When reporting that a business has gone under, it’s best to triple-check that the name is correct. That’s exactly what didn’t happen to Taylor & Sons Ltd. in 2009. Companies House, basically the registrar for companies in the U.K., accidentally reported that the 250-person company had folded. In fact, Taylor & Sons Ltd. was fine—Taylor & Son Ltd. had gone under. Unfortunately, the error caused Taylor & Sons to lose orders, credit, and ultimately fold in 2014. The company successfully sued over the incident, though.

2013: Israeli stock crash

A clerk at the Tel Aviv Stock Exchange caused a small crash in the Israeli stock market thanks to a typo. Before the index was halted, one of Israel’s biggest investment firms lost close to 100 percent of its market value. What happened: The clerk typed in the wrong number while trying to sell shares of another company. “It’s not the first time that this has happened,” a spokesperson told CNBC. A typing error of this scale apparently happens every few months (or at least it did four years ago).

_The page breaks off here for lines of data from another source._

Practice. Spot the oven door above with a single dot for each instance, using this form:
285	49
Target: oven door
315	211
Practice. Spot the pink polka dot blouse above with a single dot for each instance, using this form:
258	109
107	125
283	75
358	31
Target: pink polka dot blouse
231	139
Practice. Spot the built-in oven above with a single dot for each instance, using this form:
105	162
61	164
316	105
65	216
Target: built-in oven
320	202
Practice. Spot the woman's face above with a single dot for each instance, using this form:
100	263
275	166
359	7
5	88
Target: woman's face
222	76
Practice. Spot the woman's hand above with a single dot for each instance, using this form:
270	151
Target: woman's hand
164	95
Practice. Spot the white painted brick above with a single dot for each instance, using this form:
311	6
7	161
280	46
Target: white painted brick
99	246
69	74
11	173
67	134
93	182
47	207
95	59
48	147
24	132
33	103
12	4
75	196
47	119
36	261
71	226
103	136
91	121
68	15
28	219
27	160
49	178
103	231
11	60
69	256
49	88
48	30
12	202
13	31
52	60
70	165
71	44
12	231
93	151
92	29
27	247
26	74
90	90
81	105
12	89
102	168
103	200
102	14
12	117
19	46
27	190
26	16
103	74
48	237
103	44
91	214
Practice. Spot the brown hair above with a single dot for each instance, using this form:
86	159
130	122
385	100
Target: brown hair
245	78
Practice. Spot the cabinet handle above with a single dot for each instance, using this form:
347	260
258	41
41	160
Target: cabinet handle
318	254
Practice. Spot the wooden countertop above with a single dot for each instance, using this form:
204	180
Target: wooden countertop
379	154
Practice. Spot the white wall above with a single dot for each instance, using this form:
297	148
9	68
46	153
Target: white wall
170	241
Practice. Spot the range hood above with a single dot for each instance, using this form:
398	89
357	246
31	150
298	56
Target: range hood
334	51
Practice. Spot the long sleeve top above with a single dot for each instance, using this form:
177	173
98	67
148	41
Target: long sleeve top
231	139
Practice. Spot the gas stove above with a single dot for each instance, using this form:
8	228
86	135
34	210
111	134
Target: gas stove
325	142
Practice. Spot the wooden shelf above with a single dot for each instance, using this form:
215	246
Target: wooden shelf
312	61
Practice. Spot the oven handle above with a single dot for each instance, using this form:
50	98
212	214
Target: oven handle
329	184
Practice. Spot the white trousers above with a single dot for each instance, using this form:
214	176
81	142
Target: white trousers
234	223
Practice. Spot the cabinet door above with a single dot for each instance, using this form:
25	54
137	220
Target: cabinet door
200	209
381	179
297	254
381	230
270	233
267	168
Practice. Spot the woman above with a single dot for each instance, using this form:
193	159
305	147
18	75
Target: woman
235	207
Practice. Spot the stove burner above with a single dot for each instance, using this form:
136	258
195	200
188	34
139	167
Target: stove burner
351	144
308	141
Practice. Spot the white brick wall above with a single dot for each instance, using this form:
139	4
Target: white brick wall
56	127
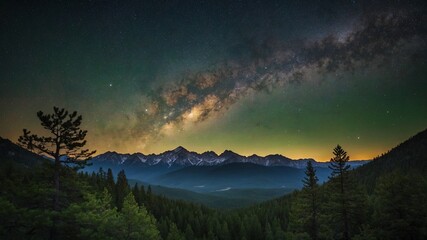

2015: A plane landed in the wrong country

In March 2015, an AirAsia flight with 212 passengers on board landed in Melbourne, Australia, instead of Malaysia. The flight originated in Sydney, Australia, but the pilot entered the wrong coordinates before the flight began. This caused the plane to think it was in Cape Town, South Africa. (Yeah, that’s a big oops.) In a report detailed by Australia’s aviation agency, the pilot accidentally typed in 15° 19.8’ east (“01519.8”) as the longitude instead of 151° 9.8’ east as the longitude (“15109.8”). Because the flight crew wasn’t exactly sure what the issue was, when the plane headed off in the wrong direction after takeoff, the pilot decided the best course of action was just to land as quickly as possible. It’s unclear how long it took for the passengers to actually reach Malaysia.

2016: Bank heist foiled

This typo was good news for the Bangladesh central bank and the Federal Reserve Bank of New York, but bad news for some tech savvy bank robbers. After stealing the Bangladesh Bank’s systems payment transfer credentials, thieves stole $81 billion. This was money that was broken up and transferred to the Philippines over four transfer requests. A typo halted the heist’s fifth transfer request to a Sri Lankan nonprofit. The hackers misspelled the name of the NGO, the Shalika Foundation, as the Shalika “Fandation.” The routing bank (Deutsche Bank) then requested clarification from the Bangladesh bank, and officials killed the transaction, ending the thieves’ payday.

2016: The Hillary Clinton email scandal

We could have a different president in the White House if it weren’t for a typo from a Clinton campaign aid. Clinton campaign chair John Podesta received an odd looking warning email including a link for him to change his password. To check its veracity, Podesta’s aid forwarded the email to another staff member, Charles Delavan, who was a computer technician. The technician replied that it was “a legitimate email” and that Podesta should “change his password immediately.” Delavan later said he meant to type the word “illegitimate” (but perhaps meant that it was “a legitimate attack,” not a “legitimate email”). Regardless, Podesta ended up clicking the link, and hackers infiltrated his email. The rest is, well, where we are now.